Building the Memory-Integrated Agent

import json
from langchain_core.chat_history import InMemoryChatMessageHistory
from langchain_core.runnables.history import RunnableWithMessageHistory

# Session storage
session_histories: dict[str, InMemoryChatMessageHistory] = {}

def get_session_history(session_id: str) -> InMemoryChatMessageHistory:
    if session_id not in session_histories:
        session_histories[session_id] = InMemoryChatMessageHistory()
    return session_histories[session_id]

# Agent prompt with memory placeholders
prompt = ChatPromptTemplate.from_messages([
    ("system", """You are a knowledgeable assistant with access to a knowledge base and the web.

Your memory strategy:
1. ALWAYS check the knowledge base first before fetching from external sources
2. After fetching useful information from the web, store it in the knowledge base
3. Reference past conversation context when relevant to avoid repeating questions
4. Be explicit when you're recalling stored information vs. generating from training

Available tools: {tool_names}"""),
    MessagesPlaceholder("chat_history"),
    ("human", "{input}"),
    MessagesPlaceholder("agent_scratchpad"),
])

# Create base agent
agent = create_tool_calling_agent(
    llm=llm,
    tools=tools,
    prompt=prompt.partial(tool_names=", ".join(t.name for t in tools)),
)

# Wrap in executor
executor = AgentExecutor(
    agent=agent,
    tools=tools,
    verbose=True,
    max_iterations=8,
    handle_parsing_errors=True,
)

# Add conversation history
agent_with_history = RunnableWithMessageHistory(
    executor,
    get_session_history,
    input_messages_key="input",
    history_messages_key="chat_history",
)

# Run a multi-turn conversation
session_id = "user_alice_session_1"

result1 = agent_with_history.invoke(
    {"input": "What are the best practices for Kafka consumer group configuration?"},
    config={"configurable": {"session_id": session_id}}
)
print(result1["output"])

# Second question — agent should use cached knowledge if it stored it
result2 = agent_with_history.invoke(
    {"input": "What about partition assignment strategies?

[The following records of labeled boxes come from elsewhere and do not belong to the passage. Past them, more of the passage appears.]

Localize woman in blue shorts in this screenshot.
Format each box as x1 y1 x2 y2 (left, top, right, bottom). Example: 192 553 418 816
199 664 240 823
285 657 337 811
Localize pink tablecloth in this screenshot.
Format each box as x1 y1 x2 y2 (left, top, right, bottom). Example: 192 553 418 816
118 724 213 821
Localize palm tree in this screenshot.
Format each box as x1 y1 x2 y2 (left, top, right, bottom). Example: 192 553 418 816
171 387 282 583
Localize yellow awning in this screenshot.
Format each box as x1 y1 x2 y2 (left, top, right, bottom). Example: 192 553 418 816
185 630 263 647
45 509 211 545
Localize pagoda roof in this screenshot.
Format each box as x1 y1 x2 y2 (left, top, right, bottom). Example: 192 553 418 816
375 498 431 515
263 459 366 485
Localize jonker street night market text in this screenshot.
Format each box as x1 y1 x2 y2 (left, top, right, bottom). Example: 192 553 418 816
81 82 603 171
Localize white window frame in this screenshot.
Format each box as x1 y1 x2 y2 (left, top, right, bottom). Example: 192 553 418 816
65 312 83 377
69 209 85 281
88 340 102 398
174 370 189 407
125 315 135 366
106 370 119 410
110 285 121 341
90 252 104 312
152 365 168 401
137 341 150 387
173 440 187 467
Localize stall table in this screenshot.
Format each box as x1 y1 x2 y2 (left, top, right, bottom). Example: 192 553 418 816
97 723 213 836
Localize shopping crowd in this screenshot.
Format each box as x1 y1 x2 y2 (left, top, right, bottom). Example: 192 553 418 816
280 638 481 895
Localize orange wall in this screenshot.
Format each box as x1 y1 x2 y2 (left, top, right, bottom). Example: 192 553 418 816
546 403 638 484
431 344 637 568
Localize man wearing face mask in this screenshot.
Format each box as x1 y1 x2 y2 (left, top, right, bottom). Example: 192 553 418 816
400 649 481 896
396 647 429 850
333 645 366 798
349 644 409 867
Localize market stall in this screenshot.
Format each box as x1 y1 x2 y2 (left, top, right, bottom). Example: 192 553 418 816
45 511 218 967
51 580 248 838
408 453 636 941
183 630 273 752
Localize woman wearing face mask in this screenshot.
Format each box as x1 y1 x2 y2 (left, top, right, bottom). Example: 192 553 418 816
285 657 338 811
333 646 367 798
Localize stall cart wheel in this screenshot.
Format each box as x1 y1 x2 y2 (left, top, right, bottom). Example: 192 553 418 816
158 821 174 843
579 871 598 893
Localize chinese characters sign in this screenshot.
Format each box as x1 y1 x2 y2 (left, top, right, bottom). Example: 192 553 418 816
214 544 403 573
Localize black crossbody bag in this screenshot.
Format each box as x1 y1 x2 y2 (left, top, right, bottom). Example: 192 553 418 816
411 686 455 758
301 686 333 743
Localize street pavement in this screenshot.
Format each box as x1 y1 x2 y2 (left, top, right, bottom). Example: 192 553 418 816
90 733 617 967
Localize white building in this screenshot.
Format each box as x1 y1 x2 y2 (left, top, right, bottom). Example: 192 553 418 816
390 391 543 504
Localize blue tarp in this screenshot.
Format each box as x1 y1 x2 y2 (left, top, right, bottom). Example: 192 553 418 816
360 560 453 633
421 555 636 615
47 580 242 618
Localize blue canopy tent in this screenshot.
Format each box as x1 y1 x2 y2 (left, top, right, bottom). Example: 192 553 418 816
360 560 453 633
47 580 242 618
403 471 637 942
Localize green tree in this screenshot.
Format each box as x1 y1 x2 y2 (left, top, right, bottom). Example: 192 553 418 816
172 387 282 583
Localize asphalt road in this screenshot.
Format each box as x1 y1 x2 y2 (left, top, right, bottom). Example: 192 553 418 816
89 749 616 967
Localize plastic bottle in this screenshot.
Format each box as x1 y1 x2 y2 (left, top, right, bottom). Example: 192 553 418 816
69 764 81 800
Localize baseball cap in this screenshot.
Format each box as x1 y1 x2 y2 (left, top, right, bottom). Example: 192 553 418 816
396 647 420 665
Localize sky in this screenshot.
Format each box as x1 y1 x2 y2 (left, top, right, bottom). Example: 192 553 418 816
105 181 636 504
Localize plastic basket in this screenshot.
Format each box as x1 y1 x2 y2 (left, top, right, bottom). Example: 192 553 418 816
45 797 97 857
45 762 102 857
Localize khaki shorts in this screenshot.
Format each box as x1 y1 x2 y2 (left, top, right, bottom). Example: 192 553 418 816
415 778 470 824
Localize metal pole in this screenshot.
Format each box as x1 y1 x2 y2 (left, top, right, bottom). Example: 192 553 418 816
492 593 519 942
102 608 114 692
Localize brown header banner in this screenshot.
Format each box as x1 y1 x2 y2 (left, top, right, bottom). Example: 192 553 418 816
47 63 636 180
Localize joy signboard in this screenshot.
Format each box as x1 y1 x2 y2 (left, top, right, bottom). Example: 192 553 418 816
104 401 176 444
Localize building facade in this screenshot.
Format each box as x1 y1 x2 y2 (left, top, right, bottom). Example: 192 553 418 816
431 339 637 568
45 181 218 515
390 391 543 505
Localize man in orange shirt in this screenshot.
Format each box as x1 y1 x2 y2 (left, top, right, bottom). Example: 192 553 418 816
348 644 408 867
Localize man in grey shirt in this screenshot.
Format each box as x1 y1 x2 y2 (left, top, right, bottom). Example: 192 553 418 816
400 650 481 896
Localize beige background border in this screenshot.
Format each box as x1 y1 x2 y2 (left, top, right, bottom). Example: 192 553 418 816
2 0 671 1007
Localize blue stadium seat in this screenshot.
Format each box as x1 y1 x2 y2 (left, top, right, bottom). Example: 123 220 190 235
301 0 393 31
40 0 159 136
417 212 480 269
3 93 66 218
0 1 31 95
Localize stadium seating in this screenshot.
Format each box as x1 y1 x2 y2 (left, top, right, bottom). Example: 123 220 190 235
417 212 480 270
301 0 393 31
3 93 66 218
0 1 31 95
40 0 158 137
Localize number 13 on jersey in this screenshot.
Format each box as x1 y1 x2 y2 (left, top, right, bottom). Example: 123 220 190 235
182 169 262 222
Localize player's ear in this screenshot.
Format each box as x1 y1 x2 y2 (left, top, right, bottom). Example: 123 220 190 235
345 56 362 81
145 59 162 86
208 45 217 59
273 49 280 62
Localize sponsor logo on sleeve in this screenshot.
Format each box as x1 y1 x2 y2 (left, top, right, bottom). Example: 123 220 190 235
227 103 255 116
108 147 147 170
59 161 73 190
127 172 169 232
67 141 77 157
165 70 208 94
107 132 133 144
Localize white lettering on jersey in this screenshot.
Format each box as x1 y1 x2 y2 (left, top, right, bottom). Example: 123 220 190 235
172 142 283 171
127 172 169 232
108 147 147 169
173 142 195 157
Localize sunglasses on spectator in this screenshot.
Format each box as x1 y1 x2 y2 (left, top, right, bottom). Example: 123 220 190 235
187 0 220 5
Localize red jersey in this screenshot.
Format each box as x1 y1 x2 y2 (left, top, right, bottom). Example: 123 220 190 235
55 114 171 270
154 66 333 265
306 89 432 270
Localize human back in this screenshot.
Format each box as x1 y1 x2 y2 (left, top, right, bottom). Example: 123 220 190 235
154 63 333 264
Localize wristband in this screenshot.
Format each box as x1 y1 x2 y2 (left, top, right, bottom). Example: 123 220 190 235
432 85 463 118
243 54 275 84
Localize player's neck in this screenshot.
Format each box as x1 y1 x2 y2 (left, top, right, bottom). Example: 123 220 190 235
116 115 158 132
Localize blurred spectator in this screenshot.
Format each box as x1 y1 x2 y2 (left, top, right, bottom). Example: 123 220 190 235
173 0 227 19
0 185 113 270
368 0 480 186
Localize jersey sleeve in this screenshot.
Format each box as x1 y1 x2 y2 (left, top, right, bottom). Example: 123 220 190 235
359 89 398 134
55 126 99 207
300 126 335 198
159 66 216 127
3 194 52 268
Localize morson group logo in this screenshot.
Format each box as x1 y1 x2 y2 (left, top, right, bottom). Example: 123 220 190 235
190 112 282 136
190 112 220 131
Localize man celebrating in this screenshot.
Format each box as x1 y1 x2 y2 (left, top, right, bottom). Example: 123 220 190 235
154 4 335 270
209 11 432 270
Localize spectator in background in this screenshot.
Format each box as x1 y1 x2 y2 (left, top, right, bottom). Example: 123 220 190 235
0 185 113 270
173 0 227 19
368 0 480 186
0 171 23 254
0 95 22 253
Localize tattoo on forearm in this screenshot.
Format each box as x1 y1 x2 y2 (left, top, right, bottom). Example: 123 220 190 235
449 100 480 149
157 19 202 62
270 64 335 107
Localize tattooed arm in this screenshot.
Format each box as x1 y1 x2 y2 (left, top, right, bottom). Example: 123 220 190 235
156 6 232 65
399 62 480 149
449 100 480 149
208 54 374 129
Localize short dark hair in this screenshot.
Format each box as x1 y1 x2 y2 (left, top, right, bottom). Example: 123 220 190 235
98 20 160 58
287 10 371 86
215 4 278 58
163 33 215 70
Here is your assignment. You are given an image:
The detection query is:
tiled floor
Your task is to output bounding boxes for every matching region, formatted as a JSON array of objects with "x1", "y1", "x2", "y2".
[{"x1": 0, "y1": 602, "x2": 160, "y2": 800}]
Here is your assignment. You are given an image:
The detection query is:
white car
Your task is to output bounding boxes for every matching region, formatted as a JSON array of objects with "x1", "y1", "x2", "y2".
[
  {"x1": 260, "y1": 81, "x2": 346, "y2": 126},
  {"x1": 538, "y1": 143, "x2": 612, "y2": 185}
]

Which is best for my use case?"},
    config={"configurable": {"session_id": session_id}}
)
print(result2["output"])

Memory Update Hooks

Track what the agent learns and updates across sessions:

from datetime import datetime

class AgentMemoryLogger:
    """Log all memory operations for observability and debugging."""
    
    def __init__(self):
        self.log: list[dict] = []
    
    def record_retrieval(self, query: str, results: list, session_id: str) -> None:
        self.log.append({
            "type": "retrieval",
            "timestamp": datetime.utcnow().isoformat(),
            "session_id": session_id,
            "query": query,
            "result_count": len(results),
        })
    
    def record_storage(self, content_preview: str, topic: str, session_id: str) -> None:
        self.log.append({
            "type": "storage",
            "timestamp": datetime.utcnow().isoformat(),
            "session_id": session_id,
            "topic": topic,
            "content_preview": content_preview[:100],
        })
    
    def get_session_summary(self, session_id: str) -> dict:
        session_ops = [op for op in self.log if op.get("session_id") == session_id]
        return {
            "total_retrievals": sum(1 for op in session_ops if op["type"] == "retrieval"),
            "total_storage_ops": sum(1 for op in session_ops if op["type"] == "storage"),
            "operations": session_ops,
        }

The combination of tools and memory turns a stateless LLM into a learning, adaptive agent — one that becomes more effective with each interaction as its knowledge base grows.